A senhora mudou o foco da fiscalização? 
Lina – Mudamos o foco da pessoa física para os grandes contribuintes. Na delegacia mais importante de São Paulo havia apenas 13 auditores. Fizemos um processo seletivo para que a delegacia tivesse mais pessoas. O desempenho melhorou muito. Lavramos R$ 800 milhões em autos de infração no primeiro semestre de 2008 e R$ 4,8 bilhões em 2009. Aí está a diferença da gestão. 

Autuações sobre o banco Santander e sobre a Ford causaram problemas para a senhora? 
Lina – Não falamos em nomes de contribuintes. Mas as ações da Receita Federal só existem para fiscalizar e arrecadar. Ou ela tem condições de fazer seu trabalho ou não tem necessidade de existir. 

Ouviu relatos de queixas sobre o trabalho de fiscalização? 
Lina – Não recebi telefonemas e nenhuma pessoa veio aqui reclamar. A mim não. Podem ter ido ao ministro, ao presidente, à ministra-chefe da Casa Civil… Se houve insatisfações ou ingerências para colocar ou tirar alguém da Receita, isso nunca chegou a meu conhecimento. 

Até que ponto o episódio com a Petrobras (divergências quanto a compensações de tributos de R$ 4 bilhões) contribuiu para sua saída? 
Lina – Vimos com perplexidade tudo o que saiu na imprensa. Primeiro porque a Receita não se manifestou sobre o caso, e nem poderia. Depois, ao ser consultada sobre uma interpretação de legislação, a Receita encaminhou a resposta, disponível na página da internet. Nos restringimos a isso. 

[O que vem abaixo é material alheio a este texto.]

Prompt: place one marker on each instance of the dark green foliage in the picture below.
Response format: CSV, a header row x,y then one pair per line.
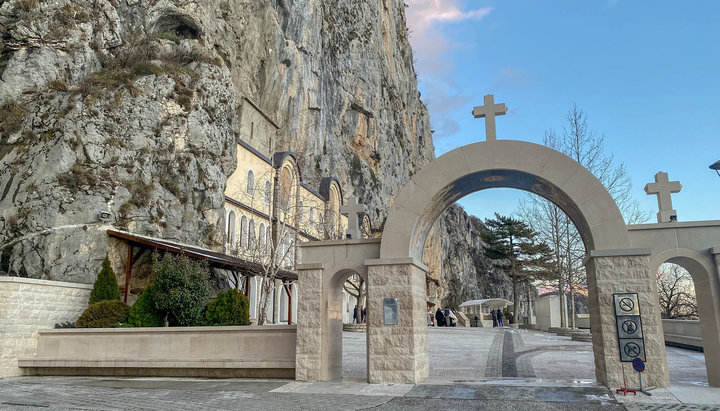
x,y
143,313
105,287
182,289
105,314
229,308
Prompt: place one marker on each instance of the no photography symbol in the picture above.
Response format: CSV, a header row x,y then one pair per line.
x,y
632,349
627,304
629,326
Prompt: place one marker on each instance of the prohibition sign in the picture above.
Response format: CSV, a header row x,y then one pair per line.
x,y
638,365
627,304
631,349
629,326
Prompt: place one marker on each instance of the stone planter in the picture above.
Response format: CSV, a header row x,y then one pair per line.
x,y
250,351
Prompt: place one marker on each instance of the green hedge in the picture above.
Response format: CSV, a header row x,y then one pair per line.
x,y
182,289
105,314
143,313
229,308
105,287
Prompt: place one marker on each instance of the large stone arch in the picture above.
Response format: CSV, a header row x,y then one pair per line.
x,y
613,267
502,164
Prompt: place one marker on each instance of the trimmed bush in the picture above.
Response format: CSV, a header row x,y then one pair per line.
x,y
143,313
182,289
105,314
229,308
105,287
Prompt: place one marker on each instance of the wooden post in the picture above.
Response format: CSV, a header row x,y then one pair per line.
x,y
287,290
128,273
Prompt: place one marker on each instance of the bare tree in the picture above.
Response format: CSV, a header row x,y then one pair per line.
x,y
586,147
676,292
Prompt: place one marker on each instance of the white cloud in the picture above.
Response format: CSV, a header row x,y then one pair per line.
x,y
425,20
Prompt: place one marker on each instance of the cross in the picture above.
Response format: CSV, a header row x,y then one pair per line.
x,y
352,208
663,189
489,111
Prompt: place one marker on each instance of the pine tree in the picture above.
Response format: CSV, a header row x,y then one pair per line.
x,y
105,287
512,247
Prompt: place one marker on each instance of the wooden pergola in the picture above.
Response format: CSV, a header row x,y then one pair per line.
x,y
137,244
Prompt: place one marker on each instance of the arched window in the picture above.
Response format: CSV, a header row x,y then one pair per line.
x,y
250,186
243,232
231,228
285,188
251,235
268,191
262,238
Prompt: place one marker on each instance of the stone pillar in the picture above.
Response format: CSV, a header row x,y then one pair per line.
x,y
309,324
624,272
397,353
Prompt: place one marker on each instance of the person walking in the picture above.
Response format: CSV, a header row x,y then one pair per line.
x,y
440,318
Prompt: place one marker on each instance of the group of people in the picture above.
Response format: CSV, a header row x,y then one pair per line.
x,y
498,318
442,319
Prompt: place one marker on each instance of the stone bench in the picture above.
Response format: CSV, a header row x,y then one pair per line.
x,y
250,351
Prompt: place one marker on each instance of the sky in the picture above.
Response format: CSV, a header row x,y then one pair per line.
x,y
646,74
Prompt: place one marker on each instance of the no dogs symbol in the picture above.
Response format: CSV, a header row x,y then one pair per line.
x,y
629,326
631,349
627,304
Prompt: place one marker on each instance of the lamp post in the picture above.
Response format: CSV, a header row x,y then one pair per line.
x,y
716,166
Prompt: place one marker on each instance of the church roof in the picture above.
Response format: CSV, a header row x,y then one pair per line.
x,y
214,259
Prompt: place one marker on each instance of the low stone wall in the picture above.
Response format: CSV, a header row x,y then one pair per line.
x,y
250,351
683,333
28,305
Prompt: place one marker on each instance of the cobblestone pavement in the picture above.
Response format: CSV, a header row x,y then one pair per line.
x,y
469,370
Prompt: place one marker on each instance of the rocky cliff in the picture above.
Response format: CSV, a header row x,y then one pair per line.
x,y
130,108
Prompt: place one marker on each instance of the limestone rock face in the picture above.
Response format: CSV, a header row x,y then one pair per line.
x,y
455,255
130,107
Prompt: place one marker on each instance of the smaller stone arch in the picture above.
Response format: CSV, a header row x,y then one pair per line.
x,y
702,270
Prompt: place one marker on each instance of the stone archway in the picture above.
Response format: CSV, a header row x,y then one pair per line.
x,y
612,265
702,270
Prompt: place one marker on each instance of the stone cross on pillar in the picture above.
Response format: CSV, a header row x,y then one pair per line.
x,y
489,111
354,212
663,188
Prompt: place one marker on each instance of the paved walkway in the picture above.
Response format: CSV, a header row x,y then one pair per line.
x,y
499,369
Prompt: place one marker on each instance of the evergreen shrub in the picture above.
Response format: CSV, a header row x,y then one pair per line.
x,y
229,308
182,289
143,312
105,287
105,314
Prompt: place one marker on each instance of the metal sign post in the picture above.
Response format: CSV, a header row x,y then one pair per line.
x,y
630,336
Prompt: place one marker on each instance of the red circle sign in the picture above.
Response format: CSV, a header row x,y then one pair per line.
x,y
638,365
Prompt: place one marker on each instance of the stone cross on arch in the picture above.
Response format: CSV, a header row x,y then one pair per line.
x,y
663,189
354,211
489,110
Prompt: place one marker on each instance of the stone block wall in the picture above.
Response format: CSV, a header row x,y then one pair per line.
x,y
309,325
625,274
28,305
397,353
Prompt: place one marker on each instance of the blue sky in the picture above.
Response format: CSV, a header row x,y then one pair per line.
x,y
646,73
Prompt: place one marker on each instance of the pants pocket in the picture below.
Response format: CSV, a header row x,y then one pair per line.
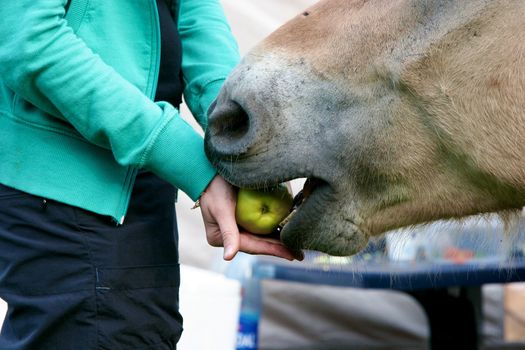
x,y
137,307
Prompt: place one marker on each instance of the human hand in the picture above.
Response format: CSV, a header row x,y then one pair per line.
x,y
217,205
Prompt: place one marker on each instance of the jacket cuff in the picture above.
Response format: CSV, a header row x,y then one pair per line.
x,y
177,155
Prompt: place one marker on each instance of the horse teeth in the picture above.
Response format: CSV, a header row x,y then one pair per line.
x,y
288,218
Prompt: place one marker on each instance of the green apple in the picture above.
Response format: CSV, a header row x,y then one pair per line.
x,y
261,211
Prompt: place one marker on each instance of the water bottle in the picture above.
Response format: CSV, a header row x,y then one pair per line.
x,y
249,315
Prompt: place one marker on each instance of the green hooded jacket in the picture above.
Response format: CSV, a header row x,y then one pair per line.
x,y
77,120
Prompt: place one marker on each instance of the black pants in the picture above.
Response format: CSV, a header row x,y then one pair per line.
x,y
74,280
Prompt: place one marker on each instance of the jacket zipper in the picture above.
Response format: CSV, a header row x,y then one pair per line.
x,y
150,91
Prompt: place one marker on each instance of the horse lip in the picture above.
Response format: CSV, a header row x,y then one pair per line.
x,y
302,205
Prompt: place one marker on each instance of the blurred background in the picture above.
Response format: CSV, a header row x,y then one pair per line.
x,y
300,316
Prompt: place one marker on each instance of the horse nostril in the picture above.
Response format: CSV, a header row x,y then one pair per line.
x,y
228,126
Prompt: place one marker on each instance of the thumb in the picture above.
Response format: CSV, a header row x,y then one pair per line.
x,y
230,238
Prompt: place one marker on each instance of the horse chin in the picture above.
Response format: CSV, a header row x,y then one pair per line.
x,y
307,226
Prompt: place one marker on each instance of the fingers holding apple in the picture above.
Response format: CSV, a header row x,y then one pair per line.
x,y
260,211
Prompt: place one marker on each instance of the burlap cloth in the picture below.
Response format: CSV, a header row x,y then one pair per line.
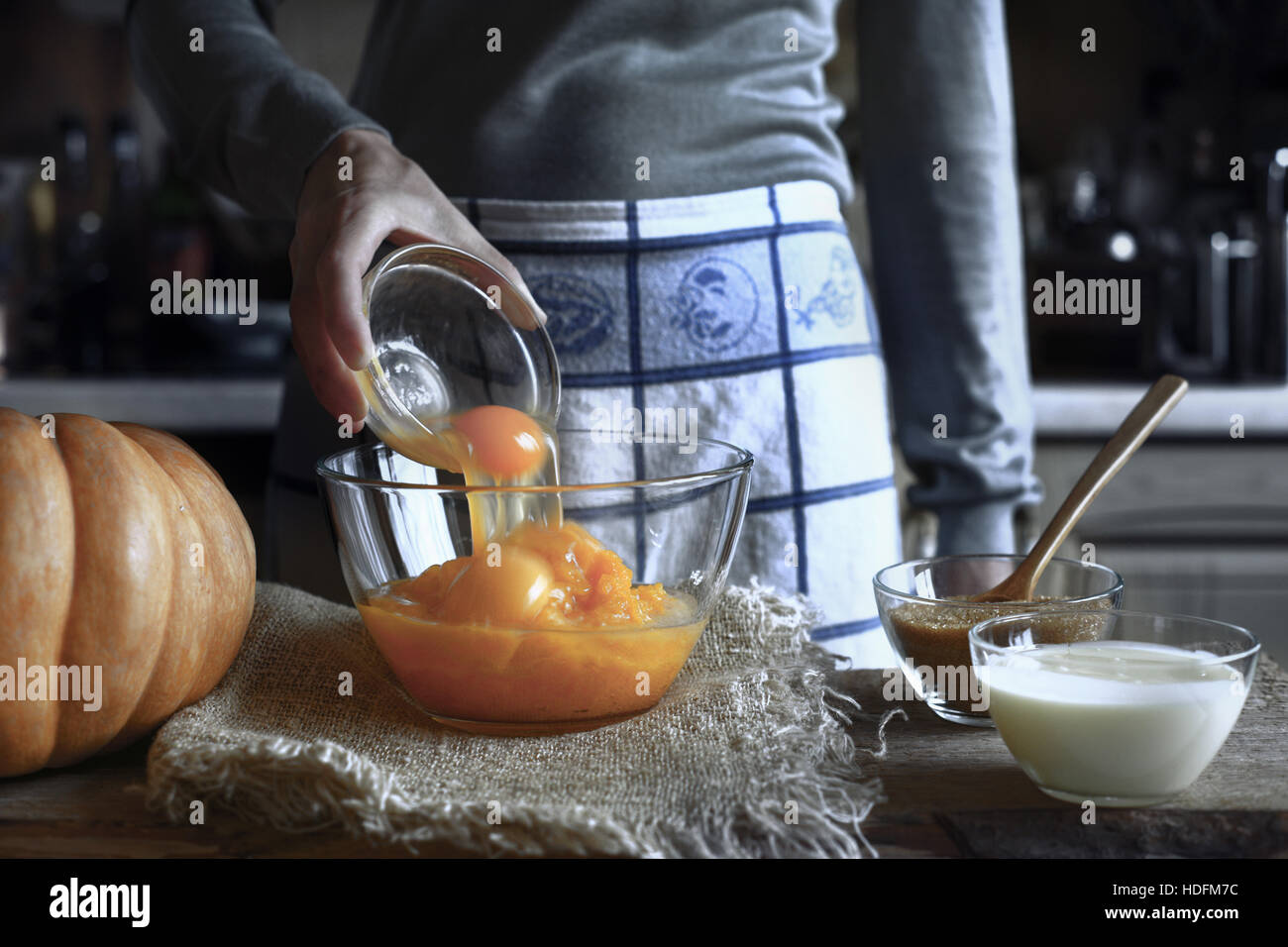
x,y
745,755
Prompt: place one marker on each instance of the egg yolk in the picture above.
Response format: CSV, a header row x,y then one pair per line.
x,y
502,442
540,578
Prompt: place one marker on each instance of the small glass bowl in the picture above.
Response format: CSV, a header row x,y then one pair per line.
x,y
393,518
450,334
1120,709
927,624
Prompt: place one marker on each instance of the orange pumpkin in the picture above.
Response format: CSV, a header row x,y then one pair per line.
x,y
121,549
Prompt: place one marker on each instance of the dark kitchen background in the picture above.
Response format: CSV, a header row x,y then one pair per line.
x,y
1125,158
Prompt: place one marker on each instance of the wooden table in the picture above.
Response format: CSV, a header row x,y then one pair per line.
x,y
949,789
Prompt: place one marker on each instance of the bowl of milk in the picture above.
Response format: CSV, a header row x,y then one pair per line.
x,y
1126,714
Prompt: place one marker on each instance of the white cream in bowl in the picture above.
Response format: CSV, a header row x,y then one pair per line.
x,y
1113,722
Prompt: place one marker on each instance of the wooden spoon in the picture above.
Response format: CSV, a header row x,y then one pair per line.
x,y
1147,414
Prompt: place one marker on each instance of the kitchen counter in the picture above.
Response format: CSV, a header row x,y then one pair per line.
x,y
1090,410
1095,410
205,406
951,791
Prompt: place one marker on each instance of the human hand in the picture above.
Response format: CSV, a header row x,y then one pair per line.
x,y
339,224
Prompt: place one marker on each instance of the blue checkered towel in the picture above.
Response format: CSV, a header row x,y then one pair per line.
x,y
750,308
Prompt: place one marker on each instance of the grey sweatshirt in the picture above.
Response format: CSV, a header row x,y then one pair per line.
x,y
708,90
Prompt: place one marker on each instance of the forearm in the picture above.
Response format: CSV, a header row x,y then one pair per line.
x,y
935,84
243,115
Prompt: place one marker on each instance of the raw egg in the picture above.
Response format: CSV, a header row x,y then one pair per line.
x,y
503,442
509,585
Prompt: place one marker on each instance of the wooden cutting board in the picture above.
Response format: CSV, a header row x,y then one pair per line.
x,y
949,789
953,789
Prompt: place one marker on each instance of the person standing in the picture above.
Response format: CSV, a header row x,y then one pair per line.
x,y
665,182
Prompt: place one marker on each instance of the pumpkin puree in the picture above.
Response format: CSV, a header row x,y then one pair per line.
x,y
541,628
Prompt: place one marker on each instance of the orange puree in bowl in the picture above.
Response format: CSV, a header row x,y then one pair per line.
x,y
546,629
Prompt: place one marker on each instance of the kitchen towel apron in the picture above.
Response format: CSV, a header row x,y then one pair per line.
x,y
745,311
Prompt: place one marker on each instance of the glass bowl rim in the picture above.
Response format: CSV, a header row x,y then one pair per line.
x,y
974,639
739,468
1017,557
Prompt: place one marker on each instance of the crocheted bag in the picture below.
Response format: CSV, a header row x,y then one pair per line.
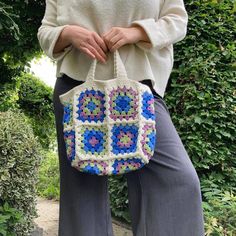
x,y
109,125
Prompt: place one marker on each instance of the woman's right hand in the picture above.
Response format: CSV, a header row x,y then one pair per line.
x,y
87,41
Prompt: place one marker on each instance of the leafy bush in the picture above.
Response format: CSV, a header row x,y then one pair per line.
x,y
219,213
20,156
49,184
201,99
35,99
9,216
201,96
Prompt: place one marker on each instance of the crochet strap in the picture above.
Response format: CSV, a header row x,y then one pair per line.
x,y
119,68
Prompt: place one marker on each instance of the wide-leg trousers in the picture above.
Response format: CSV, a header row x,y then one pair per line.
x,y
164,196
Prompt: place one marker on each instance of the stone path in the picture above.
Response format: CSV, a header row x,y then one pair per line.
x,y
47,222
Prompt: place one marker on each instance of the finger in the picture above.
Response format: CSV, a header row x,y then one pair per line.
x,y
108,39
99,50
87,51
114,40
101,43
95,52
117,45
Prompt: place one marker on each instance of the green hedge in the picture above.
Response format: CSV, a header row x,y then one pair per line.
x,y
201,99
28,93
20,156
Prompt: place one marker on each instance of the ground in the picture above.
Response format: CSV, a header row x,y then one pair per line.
x,y
47,222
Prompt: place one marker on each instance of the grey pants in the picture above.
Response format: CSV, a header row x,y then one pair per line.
x,y
164,196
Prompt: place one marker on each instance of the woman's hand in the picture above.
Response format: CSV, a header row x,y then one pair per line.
x,y
87,41
119,36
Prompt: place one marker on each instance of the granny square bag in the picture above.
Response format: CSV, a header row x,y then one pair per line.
x,y
109,125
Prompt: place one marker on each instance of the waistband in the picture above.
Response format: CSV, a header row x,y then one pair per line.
x,y
146,82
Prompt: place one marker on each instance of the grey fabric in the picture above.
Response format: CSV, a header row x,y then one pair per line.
x,y
164,195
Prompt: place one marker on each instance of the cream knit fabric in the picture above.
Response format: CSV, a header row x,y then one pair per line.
x,y
164,21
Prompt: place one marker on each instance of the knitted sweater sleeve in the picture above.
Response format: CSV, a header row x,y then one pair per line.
x,y
49,31
170,28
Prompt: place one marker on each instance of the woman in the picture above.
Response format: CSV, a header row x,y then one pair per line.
x,y
164,196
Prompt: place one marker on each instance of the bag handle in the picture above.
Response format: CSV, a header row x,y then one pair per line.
x,y
119,68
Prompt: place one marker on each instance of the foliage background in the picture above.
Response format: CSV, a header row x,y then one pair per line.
x,y
200,96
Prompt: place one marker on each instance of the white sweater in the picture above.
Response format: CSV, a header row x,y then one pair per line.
x,y
164,21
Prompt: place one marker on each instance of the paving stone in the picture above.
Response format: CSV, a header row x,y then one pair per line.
x,y
47,222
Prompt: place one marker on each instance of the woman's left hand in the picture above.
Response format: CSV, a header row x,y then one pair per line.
x,y
119,36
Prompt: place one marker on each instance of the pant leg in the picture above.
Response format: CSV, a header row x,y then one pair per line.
x,y
84,208
164,196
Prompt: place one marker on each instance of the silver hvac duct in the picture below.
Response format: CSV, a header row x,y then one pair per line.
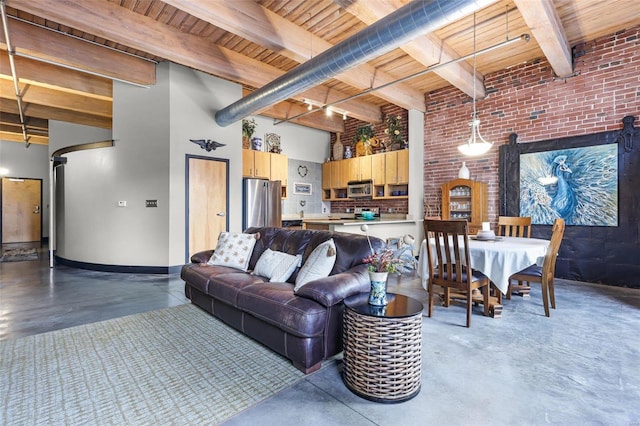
x,y
394,30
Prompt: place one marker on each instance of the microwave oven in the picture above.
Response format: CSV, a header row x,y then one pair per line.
x,y
360,189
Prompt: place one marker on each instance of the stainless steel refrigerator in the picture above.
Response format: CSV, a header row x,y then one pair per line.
x,y
262,205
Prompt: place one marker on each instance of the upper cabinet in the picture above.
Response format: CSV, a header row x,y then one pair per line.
x,y
465,199
266,165
389,172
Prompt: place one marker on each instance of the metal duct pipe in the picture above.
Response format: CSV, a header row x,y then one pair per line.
x,y
394,30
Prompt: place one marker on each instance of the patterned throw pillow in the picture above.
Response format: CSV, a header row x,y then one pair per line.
x,y
276,265
233,250
318,265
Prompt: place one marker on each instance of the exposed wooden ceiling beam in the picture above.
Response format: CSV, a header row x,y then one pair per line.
x,y
427,49
51,76
115,23
50,113
51,46
543,20
44,96
9,119
261,26
17,137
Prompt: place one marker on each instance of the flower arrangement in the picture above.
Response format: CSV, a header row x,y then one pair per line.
x,y
391,258
248,127
394,129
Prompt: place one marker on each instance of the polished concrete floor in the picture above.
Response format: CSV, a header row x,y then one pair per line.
x,y
580,366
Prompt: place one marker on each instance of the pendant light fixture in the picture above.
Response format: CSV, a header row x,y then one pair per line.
x,y
476,145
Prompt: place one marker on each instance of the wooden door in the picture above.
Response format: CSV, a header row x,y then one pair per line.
x,y
21,210
207,202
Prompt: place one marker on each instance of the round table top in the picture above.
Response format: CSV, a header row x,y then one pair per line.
x,y
399,306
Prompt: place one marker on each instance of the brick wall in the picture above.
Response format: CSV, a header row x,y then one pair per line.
x,y
531,102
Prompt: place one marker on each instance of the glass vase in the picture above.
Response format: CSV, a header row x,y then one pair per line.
x,y
378,293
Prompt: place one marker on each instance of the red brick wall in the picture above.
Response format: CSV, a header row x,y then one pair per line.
x,y
530,101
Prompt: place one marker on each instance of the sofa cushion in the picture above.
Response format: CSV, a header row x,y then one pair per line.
x,y
226,287
276,265
318,265
276,304
233,250
198,274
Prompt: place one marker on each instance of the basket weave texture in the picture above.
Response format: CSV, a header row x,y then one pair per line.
x,y
382,356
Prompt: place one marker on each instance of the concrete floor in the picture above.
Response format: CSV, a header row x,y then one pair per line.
x,y
580,366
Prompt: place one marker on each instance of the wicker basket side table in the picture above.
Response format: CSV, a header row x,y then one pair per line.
x,y
382,359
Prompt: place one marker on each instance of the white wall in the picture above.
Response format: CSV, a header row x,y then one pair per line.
x,y
297,142
32,163
151,128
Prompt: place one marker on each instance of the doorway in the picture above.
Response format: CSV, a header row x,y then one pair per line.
x,y
207,202
21,210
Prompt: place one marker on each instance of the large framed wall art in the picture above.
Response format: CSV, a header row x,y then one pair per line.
x,y
579,185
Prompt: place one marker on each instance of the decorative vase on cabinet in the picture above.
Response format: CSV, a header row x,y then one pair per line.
x,y
463,173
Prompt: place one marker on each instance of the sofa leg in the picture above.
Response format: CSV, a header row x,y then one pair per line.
x,y
308,370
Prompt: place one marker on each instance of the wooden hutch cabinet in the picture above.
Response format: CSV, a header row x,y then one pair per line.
x,y
466,199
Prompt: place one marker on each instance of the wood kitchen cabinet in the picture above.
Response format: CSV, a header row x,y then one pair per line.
x,y
266,165
280,170
465,199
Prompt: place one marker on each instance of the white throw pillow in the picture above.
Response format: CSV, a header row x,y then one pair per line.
x,y
233,250
276,265
318,265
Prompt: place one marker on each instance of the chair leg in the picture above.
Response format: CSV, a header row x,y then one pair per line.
x,y
545,296
485,293
469,304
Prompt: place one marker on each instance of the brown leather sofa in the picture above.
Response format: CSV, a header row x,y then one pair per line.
x,y
306,326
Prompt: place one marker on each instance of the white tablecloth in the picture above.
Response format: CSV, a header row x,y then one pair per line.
x,y
498,259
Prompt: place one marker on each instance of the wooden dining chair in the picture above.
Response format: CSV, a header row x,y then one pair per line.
x,y
448,258
544,274
511,226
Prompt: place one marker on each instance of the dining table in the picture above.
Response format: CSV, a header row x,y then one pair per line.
x,y
497,258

 A ida da senhora à CPI da Petrobras é bastante aguardada. A senhora vai? 
Lina – Convidada ou convocada, irei. 

Por que a arrecadação caiu? 
Lina – O ano de 2008 foi discrepante em relação aos demais anos. Foi atípico. Se você analisar, verificará que no primeiro semestre de 2009 estamos muito bem em relação a 2007 e até a 2008, se tirarmos da conta a CPMF e arrecadações atípicas. Também não houve desonerações nos últimos anos como agora. Não estou saindo pela queda da arrecadação. É cortina de fumaça. 

Ao sair tão rápido da Receita, a senhora se sente como uma vítima de uma pegadinha do Mução (Lina é mãe do humorista)? 
Lina – (rindo) Todo mundo fala em acontecimentos que teriam levado a minha saída: pressões, ingerências, descontentamento. Mas saio com a convicção do dever cumprido. Não saio aborrecida nem insatisfeita. 

O que a senhora vai fazer agora? 
Lina – Minha delegacia de origem é de Natal. E é para lá que eu volto.